An external repentance cannot actually take the guilt of sin away. An act or acts of religious activity cannot take the guilt of sin away. No amount of works can take the guilt of sin away. No amount of belief or faith can take the guilt of sin away. Only Christ, the propitiation for sin set forth by God, can take away the guilt of sin. All the duties in the world and all the tears and sorrows in the world cannot take the guilt of sin away. There is no peace in the soul with the guilt of sin other than by hardening (not a true peace, but a pseudo peace) or a real peace by Christ. The hardened soul can sleep at night by drowning his or her guilt in the pleasures of the world or by religious activity, but that does not take it away. It only hides it from the eyes of the soul long enough for the soul to be hardened by sin.
This is such a danger in both justification and sanctification.
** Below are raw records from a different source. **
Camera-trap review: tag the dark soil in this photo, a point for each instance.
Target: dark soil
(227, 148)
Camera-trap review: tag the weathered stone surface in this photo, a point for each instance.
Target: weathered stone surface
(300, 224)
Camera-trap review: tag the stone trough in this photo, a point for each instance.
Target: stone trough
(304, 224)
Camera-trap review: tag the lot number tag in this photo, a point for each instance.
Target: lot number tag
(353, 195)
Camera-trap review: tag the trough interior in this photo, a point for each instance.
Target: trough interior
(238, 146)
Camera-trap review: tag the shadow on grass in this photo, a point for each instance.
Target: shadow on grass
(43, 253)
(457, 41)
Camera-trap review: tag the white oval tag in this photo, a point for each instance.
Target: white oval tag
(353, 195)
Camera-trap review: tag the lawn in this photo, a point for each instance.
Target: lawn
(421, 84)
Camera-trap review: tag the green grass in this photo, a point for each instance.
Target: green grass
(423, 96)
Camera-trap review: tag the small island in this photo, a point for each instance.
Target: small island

The depravity of the heart is such that it is constantly wanting to trust in something that it can do for self rather than Christ alone. It is so easy for the person that is truly converted to begin to look to the graces received and lived rather than Christ alone. The soul must learn to examine itself and be brutal in one sense to itself in an effort to expose all of the idols of the heart that it is trusting in. It is so easy to go from seeking a grace being an evidence of life to trusting in a grace or gift itself. It is easy for a person to trust in a gift of speaking as if that is the same thing as a gift of preaching and so trust in that as an evidence for salvation. It seems easy for people to trust in themselves that they are kind and good and make those things out to be evidence for true love.
It must become a habit of the heart to distrust itself and how it views itself and its gifts and graces. Those things are to be used as instruments in the hand of God to glorify Him and manifest Christ, but they are not to be used as stools upon which we rest our salvation or sanctification. The deceitful heart, once again, will twist and turn in an effort to take the eyes of the soul off of Christ and His righteousness. The deceitful heart is driven by self and pride will always want to look to itself and trust in something of that self, but this must not be. The heart must learn to take the side of God and cry out to God against itself and the things it is trusting in. The heart must learn to ask God to open his or her eyes to the deceptions of self and cry out for grace to repent of them rather than excuse those things away. The deceptive heart not only wants to excuse itself for sin it carries out in deeds and in the thoughts, but also excuse itself in the things it trusts rather than Christ. It is so difficult to be broken off of the things of self and the things that self trusts in that this is a Divine work in the soul. However, one of the deceptions that many fall for is that the soul can get by without this examining work. One that has truly repented will be one that keeps repenting his or her whole life. It is a necessary work.